Bref, les vacances tombent bien. Car si la situation s’apaise temporairement, on n’aura fait que glisser la poussière sous le tapis : le directeur devra instaurer dès son arrivée un véritable dialogue avec les étudiants, les salariés et les enseignants pour recréer une ambiance sereine et propice au travail. Un directeur à qui il faudra laisser un peu de temps pour se faire à l’école mais qui devra impérativement nous présenter son projet et son ambition pour Sciences Po et tenter de se débarrasser de l’image qu’il vient de se voir endosser : le candidat du clan Descoings et de Jean-Claude Casanova.

7 Comments

  • La Marquise de Pompadour

    Voilà juste quelques petites données mignonnes et charmantes, comme ça :

    Bon alors on a :

    – Fréderic Mion, intime de Richard Descoings et secrétaire général de Canal +.
    – Michel Pébereau, membre du Haut Conseil de l’Education, président du conseil d’administration de la BNP, et membre du conseil d’administration d’EADS France, Saint Gobain, Lafarge, EADS Pays-Bas, BNP Paribas Suisse, AXA, Galeries Lafayettes, Pierre Fabre, BMCI et BNP Paris UK et membre du très respectable think thank « Institut Aspen France » (je vous invite à aller voir de quoi il en retourne, ça vaut le détour).
    – Jean-Claude Casanova qui a ses entrées au Monde, à l’Express, au Figaro et à France Culture.

    Hmm… Joyeuse Tambouille

    Bon on ne parlera pas des membres du Conseil d’Administration, hein, ça ferait un peu trop de lignes pour rien et ce serait indigeste.
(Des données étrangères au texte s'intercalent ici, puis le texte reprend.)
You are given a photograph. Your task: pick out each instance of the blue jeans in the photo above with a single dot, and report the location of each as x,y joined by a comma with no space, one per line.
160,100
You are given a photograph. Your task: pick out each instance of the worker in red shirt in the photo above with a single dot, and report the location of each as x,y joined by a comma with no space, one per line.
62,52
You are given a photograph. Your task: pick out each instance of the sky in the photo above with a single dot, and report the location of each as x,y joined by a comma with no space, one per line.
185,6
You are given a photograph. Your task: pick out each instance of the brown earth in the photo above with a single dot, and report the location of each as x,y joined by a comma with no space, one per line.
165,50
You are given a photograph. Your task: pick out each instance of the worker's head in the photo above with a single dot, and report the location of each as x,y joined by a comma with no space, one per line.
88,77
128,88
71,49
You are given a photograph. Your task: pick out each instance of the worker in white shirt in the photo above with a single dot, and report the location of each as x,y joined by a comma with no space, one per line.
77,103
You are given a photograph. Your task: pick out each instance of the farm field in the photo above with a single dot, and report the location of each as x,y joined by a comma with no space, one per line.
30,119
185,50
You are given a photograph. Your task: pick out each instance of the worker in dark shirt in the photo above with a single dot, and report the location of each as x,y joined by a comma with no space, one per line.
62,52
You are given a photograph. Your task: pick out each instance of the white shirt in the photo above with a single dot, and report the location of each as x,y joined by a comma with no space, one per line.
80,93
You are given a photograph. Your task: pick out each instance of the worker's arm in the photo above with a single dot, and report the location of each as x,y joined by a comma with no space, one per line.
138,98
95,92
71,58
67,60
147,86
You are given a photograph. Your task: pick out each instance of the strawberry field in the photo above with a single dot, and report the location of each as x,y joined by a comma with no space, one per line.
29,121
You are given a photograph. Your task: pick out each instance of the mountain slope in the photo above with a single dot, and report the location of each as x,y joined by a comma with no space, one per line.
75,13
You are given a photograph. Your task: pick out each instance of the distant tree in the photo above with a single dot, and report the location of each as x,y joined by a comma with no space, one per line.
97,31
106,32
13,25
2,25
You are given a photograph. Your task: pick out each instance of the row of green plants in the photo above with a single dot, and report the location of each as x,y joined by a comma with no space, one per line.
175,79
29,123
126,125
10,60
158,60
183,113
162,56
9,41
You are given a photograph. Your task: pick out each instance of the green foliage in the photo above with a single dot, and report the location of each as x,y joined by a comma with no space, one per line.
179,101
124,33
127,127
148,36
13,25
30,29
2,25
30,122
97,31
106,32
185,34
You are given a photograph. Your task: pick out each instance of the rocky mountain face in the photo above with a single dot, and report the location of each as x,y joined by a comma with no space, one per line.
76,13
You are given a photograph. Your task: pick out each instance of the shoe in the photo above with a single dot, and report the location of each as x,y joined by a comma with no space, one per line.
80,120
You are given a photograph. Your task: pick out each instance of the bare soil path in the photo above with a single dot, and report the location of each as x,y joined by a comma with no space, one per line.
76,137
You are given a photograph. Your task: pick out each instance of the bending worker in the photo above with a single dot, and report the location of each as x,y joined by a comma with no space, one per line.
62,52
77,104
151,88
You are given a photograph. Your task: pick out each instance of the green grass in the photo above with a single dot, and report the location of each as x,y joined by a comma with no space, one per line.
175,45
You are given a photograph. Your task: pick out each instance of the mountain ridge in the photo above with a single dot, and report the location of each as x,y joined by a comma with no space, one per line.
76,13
    Donc voilà, passez une excellent année au sein de notre formidable Institut d’Etudes Politiques, hihi. Bye bye.

  • Paul Laurent

    FREMANN : il est élu par les conseils directeur de Sciences Po, mais en effet il faut attendre l’approbation officielle. Je ne dis pas l’inverse dans l’article.

  • FREMANN

    comment pouvez-vous dire qu’il est élu sans que le gouvernement n’ai encore validé la candidature de M. Mion par nomination officielle ?

  • Arthur S

    Techniquement, de nombreuses personnes qui gueulent, dont moi, n’ont pas grand chose en soi contre F. Mion. On sait pas grand chose sur lui à part qu’il vient pas vraiment du milieu universitaire mais du privé. C’est pas disqualifiant en soi. Le problème c’est la procédure opaque, qui nous empêche d’en savoir plus sur les candidats. Procédure qui est tellement merdique, que même si on avait ressuscité Bourdieu pour le nommer directeur, j’aurais été contre. L’opacité, et l’illégitimité du CA et du petit clan qui le contrôle sur l’avenir de notre Institution. Voilà le problème.

    Du coup, Monsieur Mion qui était peut-être qualifié pour la tâche (l’avenir le dira) va se retrouver face à une opposition frontale des étudiants. Ce qui va grandement lui compliquer l’affaire.

    C’est tout le sens de l’importance d’un processus qui parvient à un directeur légitime.

    S’il veut récupérer de la légitimité le cher Mion, il ferait mieux d’obtenir de Casanova une démission, de réformer les statuts de ScPo et SURTOUT ce fichu CA et la procédure de nomination de la direction. Et de faire preuve d’une réelle écoute.

  • MarieL

    « le sondage réalisé sur notre site (simple esquisse de l’opinion) montre qu’un étudiant sur deux est en désaccord avec l’initiative. »

    La question posée par le sondage portait sur l’occupation de Boutmy et non sur la procédure de désignation du nouveau directeur à proprement parler.

    Le mouvement OccupyBoutmy, qu’on l’approuve ou non, était un moyen d’attirer l’attention sur l’absence de transparence et donc de légitimité de cette procédure.

    Ces deux questions ne sont pas les mêmes.